From one generation to the next, Palestinians aim to keep the history of al-Nakba alive
CNN
Mohammad Zarqa trembled with fear as he watched panicked crowds of people, screaming and covered in blood, rush into his small village on the outskirts of Jerusalem.
Mohammad Zarqa trembled with fear as he watched panicked crowds of people, screaming and covered in blood, rush into his small village on the outskirts of Jerusalem. “You have to run,” he remembers a woman crying out, shocking Zarqa out of a daze and sending him racing home to warn his family. He was only 12 years old at the time, unaware of the looming war that would soon upend his life. It was April 9, 1948, and Jewish militias had just attacked Deir Yassin, a village about a mile northeast of Zarqa’s home in Ein Karem in what was then the British Mandate of Palestine. At least 100 people, including women and children, were killed – many stripped, lined up and shot with automatic fire, according to reports from the time archived by the United Nations.
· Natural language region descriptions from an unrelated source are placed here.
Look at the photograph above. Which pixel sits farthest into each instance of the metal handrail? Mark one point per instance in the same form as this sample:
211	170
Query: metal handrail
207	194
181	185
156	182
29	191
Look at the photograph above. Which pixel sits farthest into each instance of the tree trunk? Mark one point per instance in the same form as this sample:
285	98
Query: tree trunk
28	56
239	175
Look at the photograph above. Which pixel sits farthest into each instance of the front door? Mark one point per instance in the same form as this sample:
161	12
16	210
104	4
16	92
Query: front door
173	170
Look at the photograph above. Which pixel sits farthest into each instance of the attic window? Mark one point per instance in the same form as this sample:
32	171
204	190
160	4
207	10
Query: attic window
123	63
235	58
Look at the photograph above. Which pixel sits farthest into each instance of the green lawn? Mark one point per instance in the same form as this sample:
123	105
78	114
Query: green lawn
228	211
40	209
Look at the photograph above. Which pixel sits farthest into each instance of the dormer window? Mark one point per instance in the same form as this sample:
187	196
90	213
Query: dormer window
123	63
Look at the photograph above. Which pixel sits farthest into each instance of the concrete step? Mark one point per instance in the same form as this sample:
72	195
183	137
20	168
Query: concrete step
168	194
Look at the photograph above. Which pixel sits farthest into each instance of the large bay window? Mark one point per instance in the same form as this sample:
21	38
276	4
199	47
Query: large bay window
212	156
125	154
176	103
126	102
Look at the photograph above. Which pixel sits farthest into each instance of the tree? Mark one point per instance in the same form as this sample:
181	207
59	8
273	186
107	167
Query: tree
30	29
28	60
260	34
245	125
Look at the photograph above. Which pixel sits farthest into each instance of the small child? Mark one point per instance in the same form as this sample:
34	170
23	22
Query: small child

The massacre is among the events that led to al-Nakba, or “the catastrophe,” when roughly 700,000 Palestinians fled or were expelled from their homes by armed Jewish groups seeking to establish the state of Israel. “We thought we were going to be next,” Zarqa, now 88, tells CNN from his home in New Jersey. “My father said, ‘We cannot stay here. They’re going to come and massacre us.’ We had nothing, no weapons, nothing to defend ourselves. That’s the day we became refugees.” On Wednesday, Zarqa joins millions of Palestinians across the world to mark Nakba Day with protests and community events intended to honor the memory of the Palestinians killed and displaced in 1948 and the brutal war unfolding today in Gaza.